自从打刘巧凤家里出来后,俩人也没说特意回避谁,一些眼里有事儿的,多少也看出点俩人之间的猫腻了。可男未婚女未嫁,俩人正常发展革命的情谊,谁也挑不出什么来。
村里人都知道高原对山里比较熟悉,都愿意跟他一起进山,但也会有眼色的给俩人一点相处的空间。
这一片都是原始森林,面积够大,大家分散的也开,俩人说点悄悄话也不用怕被听到。
到山里后,高原就要比田恬眼尖的多,离老远就发现一颗山丁树,除了稀稀拉拉新长出来的嫩叶,枝头上还挂了些去年已经风干了的果子。

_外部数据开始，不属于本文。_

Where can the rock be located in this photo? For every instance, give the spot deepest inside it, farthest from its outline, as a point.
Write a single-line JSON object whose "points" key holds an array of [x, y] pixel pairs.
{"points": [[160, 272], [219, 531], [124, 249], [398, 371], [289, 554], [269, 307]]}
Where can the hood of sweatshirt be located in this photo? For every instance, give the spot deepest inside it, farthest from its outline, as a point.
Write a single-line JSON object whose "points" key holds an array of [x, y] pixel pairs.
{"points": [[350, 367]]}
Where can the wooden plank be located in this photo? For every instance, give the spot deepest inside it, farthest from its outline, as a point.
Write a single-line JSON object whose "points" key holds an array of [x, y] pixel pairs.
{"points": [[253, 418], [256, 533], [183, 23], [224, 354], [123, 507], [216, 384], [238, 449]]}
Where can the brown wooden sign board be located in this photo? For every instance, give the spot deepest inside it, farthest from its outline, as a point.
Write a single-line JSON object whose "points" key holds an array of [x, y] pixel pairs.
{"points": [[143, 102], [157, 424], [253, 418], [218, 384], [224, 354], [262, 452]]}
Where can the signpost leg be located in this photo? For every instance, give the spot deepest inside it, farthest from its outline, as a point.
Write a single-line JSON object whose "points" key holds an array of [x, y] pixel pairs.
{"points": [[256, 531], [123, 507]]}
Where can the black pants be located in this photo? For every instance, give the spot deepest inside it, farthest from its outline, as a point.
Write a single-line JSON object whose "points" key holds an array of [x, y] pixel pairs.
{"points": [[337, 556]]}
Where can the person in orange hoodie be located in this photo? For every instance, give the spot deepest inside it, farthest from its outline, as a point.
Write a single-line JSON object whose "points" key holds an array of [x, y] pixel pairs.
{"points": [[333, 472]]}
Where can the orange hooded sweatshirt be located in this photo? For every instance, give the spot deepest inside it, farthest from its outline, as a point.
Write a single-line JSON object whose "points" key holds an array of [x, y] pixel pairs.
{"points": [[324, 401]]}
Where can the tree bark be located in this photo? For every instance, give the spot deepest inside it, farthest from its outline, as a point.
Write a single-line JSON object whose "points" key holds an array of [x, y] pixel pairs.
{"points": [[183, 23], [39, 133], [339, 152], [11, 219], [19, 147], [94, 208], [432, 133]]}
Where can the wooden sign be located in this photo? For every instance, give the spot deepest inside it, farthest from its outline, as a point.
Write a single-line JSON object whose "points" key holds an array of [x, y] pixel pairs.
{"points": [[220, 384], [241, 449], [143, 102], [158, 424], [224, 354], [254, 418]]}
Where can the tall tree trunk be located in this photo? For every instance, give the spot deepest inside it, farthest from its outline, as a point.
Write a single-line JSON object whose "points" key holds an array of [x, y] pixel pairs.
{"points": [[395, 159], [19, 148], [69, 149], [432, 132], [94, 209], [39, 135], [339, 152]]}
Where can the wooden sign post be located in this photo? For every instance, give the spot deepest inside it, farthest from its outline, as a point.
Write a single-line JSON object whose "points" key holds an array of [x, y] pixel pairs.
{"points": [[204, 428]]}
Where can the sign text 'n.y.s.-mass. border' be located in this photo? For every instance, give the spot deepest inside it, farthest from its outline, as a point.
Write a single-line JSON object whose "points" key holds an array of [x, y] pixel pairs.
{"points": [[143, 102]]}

高原拿着手里的木杆一敲枝头,上面已经干透了的果子就应声掉了下来,田恬就捡起来放到篮子里。
现在看到吃的,不管是什么都让人觉得倍感欢喜,田恬迫不及待的揪下来一个,用手指抿了几下就放进了嘴里。新鲜的山丁味道都不好,更何况已经干瘪干瘪的果子,苦、涩、干,真的一点都不好吃。可这年头,还有什么可挑的呢,这已算是在山里能找到的食物中比较好的了。现在队里一天一人连半斤粮食都发不出,再挑肥拣瘦的,那就离饿死不远了。
这半斤说的还不是粮食,是连汤带水的苞米面糊涂,或者白面酱子,吃到肚子里后,两泡尿就排没了,根本一点都不顶饿。
有人说一天半斤还吃不饱,我一顿一两吃完都撑得慌。但现在人吃的都是什么,精细粮,抗饿。肚子里油水又足,饿个三天五天的,光靠燃烧脂肪就能活下去。
这会儿呢,吃的都是粗粮,菜里没油,人就特别不禁饿。就田恬这样的芭蕾底子,节食都成习惯的人,现在一顿干两二大碗大碴粥都觉得胃空落落的。人就是馋,就是想吃肉,还就想吃肥肉,一咬一冒油那种。哪像以前,饺子里吃出快肥肉丁儿都觉得恶心够呛。
俩人又往前走走,就碰到了队里的其他同志,一个个骨瘦如柴,身上的棉袄都不合适,像个大布袋子一样挂在身上。为了保暖,一人腰间扎了条腰带,防止往里钻风。
他们没田恬俩人的运气好,果子和野菜一颗没挖到,一人撸了一篮子树叶,扣了一块树皮。只要药不死人,现在没啥是不能吃的东西。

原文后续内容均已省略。